APPLICATION: BSI CIS, Chip Stacking, MEMS, TSV, Power Devices, Logic & Memory.
- Thin Si wafer thickness down to 1 μm-backgrinding uniformity
- Si/Si, Si/Tape, Glass/Si bonded wafer—bonding uniformity
- CMP – uniformity
- Trench/via (i.e. TSV) depth measurements- etch/scribe uniformity
- Surface roughness (option)
- Bump height (option)
- Trim depth and width (option)
Special Features
- Measures Substrate Thickness in Multiple Layers using
Non-contact Optical System - High Precision XY Stage (0.5m) (optional)
- Pattern Recognition (optional)
- Robotic Handling System
- Programmable Data Points
- Measures Silicon Via Depth with Microscope Option
- Excellent Repeatability & Reproducibility
Specifications
| Spot size: | 6μ ~40μ |
| Working distance: | ~ 20mm |
| Si Thickness range : | |
| Single Probe | 15 ~ 780um |
| Dual Probe | ~ 3mm |
| Wavelength: | 1.3±0.03μ |
FSM 413 Thickness Measurement System Working Principle
Measurement Principle
- Thickness Measurement By Single Probe
The basic principle of the tool is utilizes the low coherent SLED light source in Michelson interferometer as shown in Figure 2. One branch of the splitted beam goes to the measurement stage and another branch of the splitted beam goes to scanning mirror which moves at the frequency of 10Hz with stroke 5mm. The schematic of dual probes of FSM 413-SA-DP is shown in Figure 3. Each probe has a reference mirror, which sends the light back to detector to make a reference signal. These reference signals are useful for warp, TSV depth, trench depth, bump height, and total thickness measurement. Light reflected from reference mirror, and the interface of each layers of wafer produces interference signals in the each probe as it passes through. The typical interference signal of the single probe is in Figure. 4. The distance between the second and the third peak in single probe is used to calculate the thickness of the sapphire in bottom probe or the thickness of wafer in top probe. The measurement with single probe necessitates knowledge of the refractive index of each layer to calculate its thickness.

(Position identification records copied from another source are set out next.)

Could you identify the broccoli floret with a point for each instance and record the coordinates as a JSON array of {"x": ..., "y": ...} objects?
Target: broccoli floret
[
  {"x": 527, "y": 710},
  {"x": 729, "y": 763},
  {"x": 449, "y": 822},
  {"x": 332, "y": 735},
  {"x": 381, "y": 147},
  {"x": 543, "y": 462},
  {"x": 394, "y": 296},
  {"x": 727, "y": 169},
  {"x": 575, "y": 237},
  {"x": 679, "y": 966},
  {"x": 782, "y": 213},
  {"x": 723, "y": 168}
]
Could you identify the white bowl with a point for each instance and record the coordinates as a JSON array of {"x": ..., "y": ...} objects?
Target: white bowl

2.Total Thickness Measurement By Dual Probe
Dual probe measurement uses a block gauge to determine L=A+B+BG first, where A is the distance between reference mirror signal and top surface signal in top probe, B is the distance between reference mirror signal and bottom surface signal in bottom probe at the block gauge, and BG is the known thickness of metal block gauge. The typical signal at block gauge is in Figure 5. Then, the thickness of sample can be calculated from t=L-a-b, where a is the distance between reference mirror signal and top surface signal in top probe and b is the distance between reference mirror signal and bottom surface signal in bottom probe at the sample. Refer to Figure. 6. For dual probe measurement, one doesn’t need to know the refractive index beforehand.
Figure 4. A typical interference signal of the wafer for the top (a) and bottom (b) probe. a is a distance between the reference mirror signal and the top surface signal of the wafer. b is a distance between the reference mirror signal and the bottom surface signal of the sample.
Figure 5. A typical interference signal at block gauge for the top (A) and bottom (B) probe. A is a distance between the reference mirror signal and the top surface signal of the block gauge. B is a distance between the reference mirror signal and the bottom surface signal of the block gauge.
Figure 6.The procedure of the thickness measurement with dual probe is the following: first, it determines L=A+B+BG at the position of block gauge. Then, it measures sample thickness( t=L-a-b) at the sample position. The line square in the picture is block gauge of known thickness (500μm) and the dotted square is sample thickness.